[rabbitmq-discuss] Load Balanced Consumers?

Tue Aug 16 15:36:18 BST 2011

> In all the material I've read on clustering and load balancing the
> setup I always see is publishers publishing through a load balancer
> while consumers consume all the nodes on the cluster.

> Is it possible to place the consumers behind a load balancer? I'm
> just asking, we plan on trying it on Monday with our cluster at work.
> The setup we're thinking of is one balancer for publishers, two for
> consumers (which consumers will consume on both) and divide the
> cluster into segments that the consumer balancers forward to.

Load-balancing for publishers is for handling high throughput,
the theory being that more connections can be opened and more messages
processed.  Routing is done by channel processes, so that will to some 
extent[1] scale along with the number of connections.
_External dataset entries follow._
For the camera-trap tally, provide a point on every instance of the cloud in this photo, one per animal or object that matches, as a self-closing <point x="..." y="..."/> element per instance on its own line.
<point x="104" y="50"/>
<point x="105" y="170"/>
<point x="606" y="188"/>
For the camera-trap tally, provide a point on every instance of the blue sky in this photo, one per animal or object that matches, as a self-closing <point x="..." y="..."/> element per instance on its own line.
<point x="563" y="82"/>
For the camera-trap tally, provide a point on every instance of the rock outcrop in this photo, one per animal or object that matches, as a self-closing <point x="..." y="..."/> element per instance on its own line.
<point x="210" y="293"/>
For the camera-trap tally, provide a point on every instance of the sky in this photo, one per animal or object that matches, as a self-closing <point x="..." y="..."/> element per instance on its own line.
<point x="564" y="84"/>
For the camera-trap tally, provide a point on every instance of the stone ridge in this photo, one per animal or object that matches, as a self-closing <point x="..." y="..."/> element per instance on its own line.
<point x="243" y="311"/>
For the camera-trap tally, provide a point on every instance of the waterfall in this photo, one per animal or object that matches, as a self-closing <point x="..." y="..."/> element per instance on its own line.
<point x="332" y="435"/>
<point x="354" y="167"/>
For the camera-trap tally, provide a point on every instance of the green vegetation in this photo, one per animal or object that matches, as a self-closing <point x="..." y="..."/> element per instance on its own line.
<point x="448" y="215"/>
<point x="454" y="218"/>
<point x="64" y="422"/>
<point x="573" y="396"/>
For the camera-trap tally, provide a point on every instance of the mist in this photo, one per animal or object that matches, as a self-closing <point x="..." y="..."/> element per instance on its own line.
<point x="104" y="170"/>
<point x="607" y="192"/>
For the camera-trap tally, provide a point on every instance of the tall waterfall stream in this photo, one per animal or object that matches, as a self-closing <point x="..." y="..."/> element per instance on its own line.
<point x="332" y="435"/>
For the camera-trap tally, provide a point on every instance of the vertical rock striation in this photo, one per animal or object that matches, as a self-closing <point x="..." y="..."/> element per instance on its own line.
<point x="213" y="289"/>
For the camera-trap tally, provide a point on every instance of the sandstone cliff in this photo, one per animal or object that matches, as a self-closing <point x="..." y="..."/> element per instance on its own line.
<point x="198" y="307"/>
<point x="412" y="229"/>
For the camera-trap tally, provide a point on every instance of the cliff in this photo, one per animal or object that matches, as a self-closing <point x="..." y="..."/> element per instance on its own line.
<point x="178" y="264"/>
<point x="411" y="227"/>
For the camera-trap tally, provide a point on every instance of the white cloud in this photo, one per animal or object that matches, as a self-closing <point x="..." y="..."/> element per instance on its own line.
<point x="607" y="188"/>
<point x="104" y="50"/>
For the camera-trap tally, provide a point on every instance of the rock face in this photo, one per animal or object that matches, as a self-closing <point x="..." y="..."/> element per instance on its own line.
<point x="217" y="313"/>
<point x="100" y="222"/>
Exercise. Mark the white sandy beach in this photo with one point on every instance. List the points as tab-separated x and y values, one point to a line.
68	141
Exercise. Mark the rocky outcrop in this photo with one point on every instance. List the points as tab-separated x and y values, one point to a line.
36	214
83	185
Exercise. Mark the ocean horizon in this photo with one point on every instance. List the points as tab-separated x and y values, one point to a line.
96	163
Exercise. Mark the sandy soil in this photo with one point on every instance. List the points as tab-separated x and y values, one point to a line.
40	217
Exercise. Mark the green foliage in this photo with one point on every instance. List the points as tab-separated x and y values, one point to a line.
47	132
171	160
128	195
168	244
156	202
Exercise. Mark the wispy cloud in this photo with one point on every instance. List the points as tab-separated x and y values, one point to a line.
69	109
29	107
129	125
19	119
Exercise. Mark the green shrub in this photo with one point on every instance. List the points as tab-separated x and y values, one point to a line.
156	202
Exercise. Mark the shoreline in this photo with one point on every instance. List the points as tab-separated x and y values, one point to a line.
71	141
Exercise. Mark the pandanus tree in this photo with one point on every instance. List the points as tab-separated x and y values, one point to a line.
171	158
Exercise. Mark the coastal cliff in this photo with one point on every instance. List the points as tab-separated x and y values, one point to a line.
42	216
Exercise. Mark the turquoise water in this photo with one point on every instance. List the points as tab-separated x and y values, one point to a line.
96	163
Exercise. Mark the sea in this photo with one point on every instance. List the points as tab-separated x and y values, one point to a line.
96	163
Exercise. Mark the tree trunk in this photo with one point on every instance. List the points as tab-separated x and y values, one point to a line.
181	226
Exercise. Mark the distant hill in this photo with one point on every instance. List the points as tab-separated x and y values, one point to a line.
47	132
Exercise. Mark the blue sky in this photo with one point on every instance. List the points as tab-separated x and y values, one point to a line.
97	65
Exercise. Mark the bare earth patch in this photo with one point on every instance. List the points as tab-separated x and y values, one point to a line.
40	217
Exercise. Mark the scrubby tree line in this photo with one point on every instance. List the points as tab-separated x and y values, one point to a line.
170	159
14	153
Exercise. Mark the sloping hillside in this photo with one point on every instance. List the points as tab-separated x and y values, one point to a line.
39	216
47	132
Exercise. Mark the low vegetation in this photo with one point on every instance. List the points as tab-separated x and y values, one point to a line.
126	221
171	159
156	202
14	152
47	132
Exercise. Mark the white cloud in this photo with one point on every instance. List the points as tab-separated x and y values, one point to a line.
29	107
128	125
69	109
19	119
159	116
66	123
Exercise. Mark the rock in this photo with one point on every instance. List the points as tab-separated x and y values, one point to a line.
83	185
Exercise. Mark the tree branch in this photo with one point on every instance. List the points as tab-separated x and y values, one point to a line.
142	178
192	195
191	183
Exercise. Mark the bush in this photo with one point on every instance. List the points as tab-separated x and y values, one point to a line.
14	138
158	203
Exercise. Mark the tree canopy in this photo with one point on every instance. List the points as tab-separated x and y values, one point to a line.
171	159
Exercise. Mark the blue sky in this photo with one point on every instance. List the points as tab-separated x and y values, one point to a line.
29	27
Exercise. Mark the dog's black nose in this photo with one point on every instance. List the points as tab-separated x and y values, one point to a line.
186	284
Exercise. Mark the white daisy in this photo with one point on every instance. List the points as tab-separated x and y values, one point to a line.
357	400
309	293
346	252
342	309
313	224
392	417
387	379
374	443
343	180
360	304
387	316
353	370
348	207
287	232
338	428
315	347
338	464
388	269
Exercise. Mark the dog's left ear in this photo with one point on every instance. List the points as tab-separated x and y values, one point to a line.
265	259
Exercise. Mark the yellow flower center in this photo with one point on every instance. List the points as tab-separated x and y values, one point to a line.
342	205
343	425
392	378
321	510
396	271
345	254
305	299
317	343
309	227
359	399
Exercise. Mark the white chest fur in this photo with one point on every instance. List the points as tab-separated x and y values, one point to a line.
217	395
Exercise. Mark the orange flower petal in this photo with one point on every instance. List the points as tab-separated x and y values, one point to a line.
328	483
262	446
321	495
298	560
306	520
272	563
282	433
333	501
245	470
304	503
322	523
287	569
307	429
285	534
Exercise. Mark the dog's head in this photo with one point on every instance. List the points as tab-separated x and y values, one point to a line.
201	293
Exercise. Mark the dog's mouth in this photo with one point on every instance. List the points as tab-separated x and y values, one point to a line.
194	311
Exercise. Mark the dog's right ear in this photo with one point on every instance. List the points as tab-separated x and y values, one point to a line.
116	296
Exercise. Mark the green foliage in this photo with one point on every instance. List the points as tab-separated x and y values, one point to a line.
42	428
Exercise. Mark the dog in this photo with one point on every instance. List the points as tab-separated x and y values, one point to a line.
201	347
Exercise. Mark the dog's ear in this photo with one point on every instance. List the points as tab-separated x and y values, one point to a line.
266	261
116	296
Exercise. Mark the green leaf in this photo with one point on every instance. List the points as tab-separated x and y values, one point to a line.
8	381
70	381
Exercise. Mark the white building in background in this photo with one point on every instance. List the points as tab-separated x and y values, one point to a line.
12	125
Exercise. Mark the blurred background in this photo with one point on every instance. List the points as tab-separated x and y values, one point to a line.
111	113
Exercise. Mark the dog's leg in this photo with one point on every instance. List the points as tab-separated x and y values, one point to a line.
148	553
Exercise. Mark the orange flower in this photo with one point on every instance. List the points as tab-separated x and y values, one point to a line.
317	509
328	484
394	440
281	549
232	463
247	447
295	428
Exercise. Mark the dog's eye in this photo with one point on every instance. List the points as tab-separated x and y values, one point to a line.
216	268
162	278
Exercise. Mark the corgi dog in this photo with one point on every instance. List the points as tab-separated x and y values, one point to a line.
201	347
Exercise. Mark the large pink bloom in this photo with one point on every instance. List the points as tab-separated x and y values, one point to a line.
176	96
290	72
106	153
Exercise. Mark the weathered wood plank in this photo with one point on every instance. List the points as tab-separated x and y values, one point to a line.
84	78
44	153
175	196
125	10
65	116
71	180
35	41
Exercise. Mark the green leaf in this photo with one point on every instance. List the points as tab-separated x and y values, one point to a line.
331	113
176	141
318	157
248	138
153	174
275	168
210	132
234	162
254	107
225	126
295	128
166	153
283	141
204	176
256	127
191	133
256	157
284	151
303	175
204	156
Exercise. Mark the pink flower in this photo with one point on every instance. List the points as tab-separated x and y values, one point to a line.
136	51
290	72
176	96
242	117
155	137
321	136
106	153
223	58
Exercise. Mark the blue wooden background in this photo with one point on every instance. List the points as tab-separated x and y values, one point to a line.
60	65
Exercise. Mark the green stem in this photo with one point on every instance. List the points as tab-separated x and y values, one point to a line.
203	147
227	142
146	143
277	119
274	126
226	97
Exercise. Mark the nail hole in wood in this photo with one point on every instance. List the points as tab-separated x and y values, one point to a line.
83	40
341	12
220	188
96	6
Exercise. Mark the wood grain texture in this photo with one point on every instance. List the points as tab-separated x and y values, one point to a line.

The overall scaling behaviour is probably[2] mostly dependent on the
routing topology; i.e., to how many queues each message is routed. If
messages are being fanned out to many queues, that will of course
mitigate the benefit of handling many publishers and incoming messages 
at once.

You're right that no-one has really gone into load-balancing consumers 
(or at least, has not reported doing so here). Possibly this is because 
how queues and consumers are deployed is more tied in with application 
logic (e.g., routing) than publishing is -- i.e., it's different for 
everyone, and no one scheme works across the board. Publishing isn't 
stateful but consuming is.

 From a throughput point of view, taking a single use case -- let's say 
publishing to a single queue and consuming from it -- I guess the idea 
would be to consume on more than one connection, on the basis that the 
queue would load-balance across those connections and each connection 
would be on a different node. I'm not sure how much this would improve 
performance, since the queue (located on one node) still has to deliver 
messages across nodes. See [2] though.

It sounds from your brief description you are more interested in 
failover -- e.g., if a node fails, another node will continue to deliver 
messages. Since queues are located at a particular node, this won't work 
in that mode, presently[3]; unless you are, somewhere, prepared to 
duplicate messages (e.g., with a fanout exchange and a queue bound to it 
from each segment) and deduplicate at the clients (and even then, it 
doesn't quite work, as the round-robin at each queue wouldn't be the 
same). But perhaps I have misunderstood what you're trying to achieve.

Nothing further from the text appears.